Calytrix brownii, commonly known as the white turkeybush, is a species of plant in the myrtle family Myrtaceae and is endemic to northern Australia. It is an erect or prostrate shrub with linear to narrowly elliptic leaves and white to creamish, star-shaped flowers with about 18 to 25 white stamens in a single row.

==Description==
Calytrix brownii is an erect or prostrate shrub that typically grows to a height of 0.2–4 m, its branchlets sometimes covered with soft hairs. Its leaves are linear to narrowly elliptic, 2–11 mm long and 0.3–1 mm wide on a petiole 0.25–1.3 mm long. There are stipules up to 0.3 mm long at the base of the petioles.
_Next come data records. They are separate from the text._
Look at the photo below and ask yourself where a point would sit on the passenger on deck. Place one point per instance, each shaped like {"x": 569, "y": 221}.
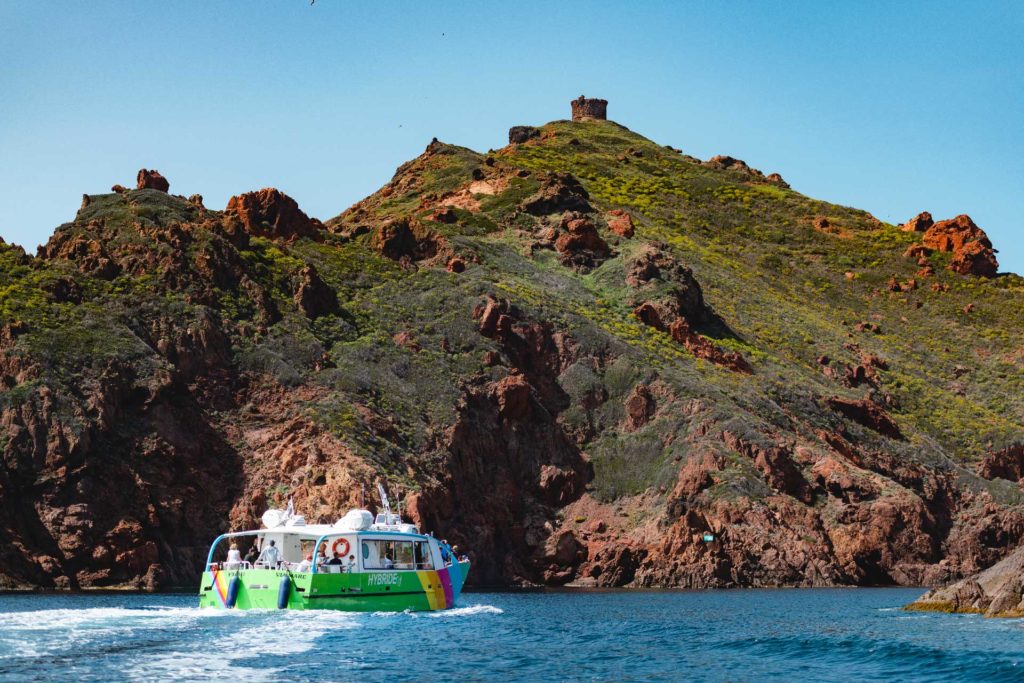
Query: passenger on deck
{"x": 270, "y": 556}
{"x": 233, "y": 557}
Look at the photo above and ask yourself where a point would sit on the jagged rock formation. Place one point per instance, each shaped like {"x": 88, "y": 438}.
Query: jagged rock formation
{"x": 589, "y": 110}
{"x": 998, "y": 591}
{"x": 152, "y": 180}
{"x": 586, "y": 358}
{"x": 972, "y": 251}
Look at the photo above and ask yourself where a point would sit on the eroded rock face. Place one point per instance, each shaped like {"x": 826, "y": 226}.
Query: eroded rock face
{"x": 152, "y": 180}
{"x": 973, "y": 253}
{"x": 997, "y": 591}
{"x": 866, "y": 413}
{"x": 580, "y": 245}
{"x": 407, "y": 240}
{"x": 621, "y": 223}
{"x": 519, "y": 134}
{"x": 1004, "y": 464}
{"x": 312, "y": 296}
{"x": 919, "y": 223}
{"x": 670, "y": 300}
{"x": 589, "y": 110}
{"x": 558, "y": 193}
{"x": 270, "y": 213}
Each flower is on a peduncle 0.25–0.5 mm long with bracteoles 2–5 mm long. The floral tube has 10 ribs and is free from the style. The sepals are joined at the base with egg-shaped to lance-shaped lobes 2.5–5.0 mm long and 0.75–1.25 mm wide. The petals are white to creamish, 3.0–4.75 mm long and 1–2 mm wide and there are about 18 to 25 stamens in a single row. Flowering occurs from February to December with a peak between March and August.

==Taxonomy==
This species was first formally described in 1843 by Johannes Conrad Schauer who gave it the name Calycothrix brownii in his Monographia Myrtacearum Xerocarpicarum. In 1987, Lyndley Craven transferred the species to the genus Calytrix as C. brownii. The specific epithet (brownii) honours Robert Brown.

==Distribution and habitat==
Calytrix brownii is found along watercourses, on sandstone outcrops and plateaus in the Kimberley region of Western Australia, the northern parts of the Northern Territory and eastwards to the Nicholson–Gregory Rivers system of Queensland.